Et pour appuyer ses revendications, le Barreau du Québec a même fait faire un rapport sur les investissements qui sont requis.

Entre autres, une somme de 400 à 600 millions $ est nécessaire pour informatiser le réseau, qui en est encore à l’âge des requêtes sur papier et des photocopieuses.

«Certains jugements sont accessibles, mais pas tous. Et pour tout le reste, dans nos palais de justice, il n’y a absolument rien d’informatisé. Si vous voulez ouvrir un dossier, il faut que vous vous présentiez essentiellement en personne. Ensuite, il y a un dossier papier qui est ouvert, puis il y a un original qui va dans le dossier. Puis il y a quelqu’un qui met des petits collants sur un dossier», a illustré Me Grondin.

De même 212 millions $ sont requis pour rénover des palais justice. À Amqui, Gatineau, Mont-Joli et Saint-Hyacinthe, entre autres, d’importantes rénovations sont nécessaires. De plus, dans bien des cas, il n’y a pas suffisamment de salles d’audience et les installations sont vétustes, a déploré Me Grondin.

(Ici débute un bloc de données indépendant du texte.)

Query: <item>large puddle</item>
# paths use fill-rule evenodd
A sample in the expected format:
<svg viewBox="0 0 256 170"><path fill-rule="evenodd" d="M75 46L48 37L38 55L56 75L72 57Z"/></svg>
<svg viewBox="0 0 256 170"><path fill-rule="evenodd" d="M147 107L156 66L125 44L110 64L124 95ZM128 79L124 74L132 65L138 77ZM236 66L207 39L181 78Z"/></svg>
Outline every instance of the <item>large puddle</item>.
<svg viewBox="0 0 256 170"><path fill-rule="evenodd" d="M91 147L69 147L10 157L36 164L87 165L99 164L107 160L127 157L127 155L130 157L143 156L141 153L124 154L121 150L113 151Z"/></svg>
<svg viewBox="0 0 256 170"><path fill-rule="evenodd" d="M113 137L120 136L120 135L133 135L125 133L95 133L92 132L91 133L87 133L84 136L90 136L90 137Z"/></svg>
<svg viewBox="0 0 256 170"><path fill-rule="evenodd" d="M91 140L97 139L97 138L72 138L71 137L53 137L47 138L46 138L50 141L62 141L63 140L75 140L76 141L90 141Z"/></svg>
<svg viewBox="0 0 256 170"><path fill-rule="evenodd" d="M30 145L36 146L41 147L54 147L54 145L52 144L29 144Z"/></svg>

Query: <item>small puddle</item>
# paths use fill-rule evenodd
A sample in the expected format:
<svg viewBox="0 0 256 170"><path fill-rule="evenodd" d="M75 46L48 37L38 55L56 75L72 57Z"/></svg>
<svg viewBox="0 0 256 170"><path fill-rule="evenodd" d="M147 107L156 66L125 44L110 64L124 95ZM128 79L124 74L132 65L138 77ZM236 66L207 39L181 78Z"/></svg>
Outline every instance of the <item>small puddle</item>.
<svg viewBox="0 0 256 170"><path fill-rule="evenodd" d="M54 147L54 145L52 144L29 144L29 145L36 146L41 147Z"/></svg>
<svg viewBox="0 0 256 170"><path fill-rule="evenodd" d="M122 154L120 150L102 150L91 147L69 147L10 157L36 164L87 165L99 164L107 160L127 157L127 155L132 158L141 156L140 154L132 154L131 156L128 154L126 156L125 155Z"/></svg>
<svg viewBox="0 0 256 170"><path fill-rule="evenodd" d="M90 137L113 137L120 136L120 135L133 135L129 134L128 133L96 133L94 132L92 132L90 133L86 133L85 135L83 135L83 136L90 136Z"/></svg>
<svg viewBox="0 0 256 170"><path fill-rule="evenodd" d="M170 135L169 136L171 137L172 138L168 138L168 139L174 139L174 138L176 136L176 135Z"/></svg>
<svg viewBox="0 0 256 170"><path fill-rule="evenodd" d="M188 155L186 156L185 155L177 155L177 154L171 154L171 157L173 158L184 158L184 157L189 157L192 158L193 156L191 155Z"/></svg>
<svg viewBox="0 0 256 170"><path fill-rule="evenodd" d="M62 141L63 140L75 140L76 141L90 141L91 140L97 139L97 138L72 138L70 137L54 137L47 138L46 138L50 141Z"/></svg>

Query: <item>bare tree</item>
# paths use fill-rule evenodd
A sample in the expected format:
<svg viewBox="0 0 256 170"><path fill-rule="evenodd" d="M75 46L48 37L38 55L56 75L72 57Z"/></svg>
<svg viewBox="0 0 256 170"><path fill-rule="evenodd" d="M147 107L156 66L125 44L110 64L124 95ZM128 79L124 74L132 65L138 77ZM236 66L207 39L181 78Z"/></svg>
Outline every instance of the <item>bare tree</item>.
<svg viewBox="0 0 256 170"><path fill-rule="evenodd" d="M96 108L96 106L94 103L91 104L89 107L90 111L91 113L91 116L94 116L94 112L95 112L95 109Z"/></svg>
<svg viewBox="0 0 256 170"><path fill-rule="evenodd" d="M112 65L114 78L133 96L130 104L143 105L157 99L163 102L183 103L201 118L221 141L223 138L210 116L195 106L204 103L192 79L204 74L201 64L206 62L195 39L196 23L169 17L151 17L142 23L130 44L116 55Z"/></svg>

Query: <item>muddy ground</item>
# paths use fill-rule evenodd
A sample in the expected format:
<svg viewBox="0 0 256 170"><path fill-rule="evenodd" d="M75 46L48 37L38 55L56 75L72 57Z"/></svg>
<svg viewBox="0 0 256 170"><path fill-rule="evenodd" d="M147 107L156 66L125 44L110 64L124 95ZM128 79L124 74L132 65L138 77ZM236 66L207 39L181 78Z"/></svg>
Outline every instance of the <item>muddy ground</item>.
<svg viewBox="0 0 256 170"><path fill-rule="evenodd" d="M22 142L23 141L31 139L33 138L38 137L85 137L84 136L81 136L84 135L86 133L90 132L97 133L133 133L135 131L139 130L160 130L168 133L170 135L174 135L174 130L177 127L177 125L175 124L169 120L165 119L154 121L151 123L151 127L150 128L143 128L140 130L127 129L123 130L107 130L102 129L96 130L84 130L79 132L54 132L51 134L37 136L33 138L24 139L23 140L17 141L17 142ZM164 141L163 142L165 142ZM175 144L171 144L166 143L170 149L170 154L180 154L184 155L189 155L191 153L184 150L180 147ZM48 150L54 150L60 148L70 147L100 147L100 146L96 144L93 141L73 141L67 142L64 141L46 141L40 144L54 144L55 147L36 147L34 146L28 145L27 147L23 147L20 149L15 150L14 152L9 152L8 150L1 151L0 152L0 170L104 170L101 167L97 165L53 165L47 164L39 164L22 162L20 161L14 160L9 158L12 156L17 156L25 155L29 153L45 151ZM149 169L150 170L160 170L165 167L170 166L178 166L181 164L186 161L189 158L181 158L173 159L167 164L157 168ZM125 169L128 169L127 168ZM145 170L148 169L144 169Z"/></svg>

Loin d’être seulement une question de confort, cela cause une accumulation de délais, a fait valoir Me Grondin.

Pour le public

Le bâtonnier réclame également d’accroître encore l’accès à l’aide juridique. Une somme de 23 millions $ devrait y être consacrée, selon le rapport.

«On dit souvent que dans le système de santé, le système est à deux vitesses. Je peux vous garantir qu’en justice, on parle d’un système à trois vitesses: en haut, il y a ceux qui peuvent se le payer; en bas il y a ceux qui sont admissibles à l’aide juridique et pour lesquels il y a des avocats et des avocates fantastiques, qui travaillent dans des conditions qui sont souvent très difficiles; et dans le milieu, vous avez 80 pour cent des gens, qui représentent la classe moyenne, pour qui le système est inaccessible», a illustré Me Grondin.

Le Barreau souhaiterait aussi revoir la Loi sur l’indemnisation des victimes d’actes criminels. Une somme de 20 millions $ devrait y être consacrée, selon le rapport.

Budget et élections

Me Grondin indique que ses membres nourrissent un espoir certain de voir des réinvestissements dans le système judiciaire lors du budget du Québec, en mars. D’abord parce que le gouvernement a commencé à réinvestir dans les services publics, ensuite parce qu’il estime que «tout le monde en a pris conscience» des lacunes dans le système.

Le Barreau compte aussi profiter de la campagne électorale, cet automne, pour ramener à l’ordre du jour des partis politiques les revendications des avocats.